# How to clean poo stuck to the butt



## Alpaca

Miu is a long haired domestic tabby. You can imagine what happens when the butt fur gets a bit long....

With no prior experience in butt cleaning assistance, Miu has no idea that asides from herself, someone else can clean her butt!

So, here's some steps and tips that worked for me to help out some first time cat owners:

I held her upside down in my arms. I'm right handed. My left arm cradled her and I also flipped her tail down towards the floor with my left fingers as I cleaned with my right hand. She struggled for a while, but when she realized I meant business, she calmed down and ceased to move. I removed the big piece that was stuck, careful to not smoosh it. Then I was able to even use some scissors to clip the fecal caked fur and also able to apply a warm/hot water moistened paper towel to wash it up a bit. 

Since this is the first time, she would stay still and then attempt some struggles. I held fast, then she'd stop. I talked gently to her and made sure I used warm to hot water on her butt. I was able to even clean her anus too. Kinda funny cuz her foot was against my cheek. It's quite warm!

After this 'ordeal', I gave her a big piece of tasty freeze dried chicken breast treat. She totally appreciated that part! Of course, Rocky the dog comes in at that moment and I have to give a piece to him too. 
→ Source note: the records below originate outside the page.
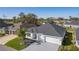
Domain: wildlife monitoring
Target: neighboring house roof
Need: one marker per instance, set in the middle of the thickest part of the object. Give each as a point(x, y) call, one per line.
point(5, 48)
point(42, 47)
point(49, 29)
point(72, 23)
And yes, next time I go to the vet, she gets a nice butt shave!


----------



## catloverami

With blunt nose scissors, trim fur back from the anus about 1-1/2 inches. This will keep the poo from sticking into her fur. If it still gets tangled, just trim back the breeches a little shorter. This is a DIY job that is easy to do and doesn't require a vet visit.


----------



## Alpaca

Your method is only possible if your cat doesn't claw your arms to ribbons first. When I attempted the similar version I outlined above, I was lucky to come out of it fairly unscathed asides from a few scratches here and there. She was hissing at me, but I was able to talk her out of it and she backed down.

When she was spayed, I got the vet to shave her butt and I totally loved it. It's almost like seeing your lawn trimmed after it's been long for a while. Neat and tidy.


----------



## Mitts & Tess

Alpaca said:


> When she was spayed, I got the vet to shave her butt and I totally loved it. It's almost like seeing your lawn trimmed after it's been long for a while. Neat and tidy.




Laughing out loud! Good comparrison!

Its funny what brings us contentment! A newly shaved butt!


----------



## GeorgesMom

I just had this fun with Freddie this morning. He was flopping around in his litter box like a fish-You could tell he was frantically thinking "Get it off!!! Get it off!!!" 

He is apparently a fairly logical little cat because he was pressing his butt down on top of the litter, thinking, i guess, if it didn't *drop* off then maybe contact with the litter would do it.

Once I got the offending poop cleared away, I noticed him squinting. His flailings had ended up getting a couple of grains of litter in his right eye, poor dude. I very carefully got that out with the corner of a tissue and he immediately relaxed and was very grateful!


----------



## Alpaca

Oh I had the pleasure of rescuing Miu from a case of the dingleberries this morning. The indication I got was a loud rhythmic thump thump of the thing as she sat on a ledge with her tail hanging over the edge and waving. I'm like what IS that noise....OH. And I grabbed her like a football to the laundry room for dingleberry maintenance.

But wow, I'm amazed. She relaxed as I had her upside down again and cleaned her up. I'm happy that she allowed me to cut some more of the offending fur snowpants that was developing. I can't wait til next Wed for the butt shave!


----------



## Feisty Kitten

I have the poo problem with my persians. I usually dunk their bum in warm water and swish around a bit with a glove on. They hate me after. 

I do cut it away if I can, but if not, they go in the sink!


----------



## kitty13

We have the poo problem with our Manx, BooBoo. Apparently this is an issue with manx kitties because they are missing the tail structure and the other muscles, etc. that come along with that structure. Boo actually lets us sit him in a sink full of water so he can soak and then shampoo. lol I bet he'd appreciate being shaved like someone mentioned earlier!


----------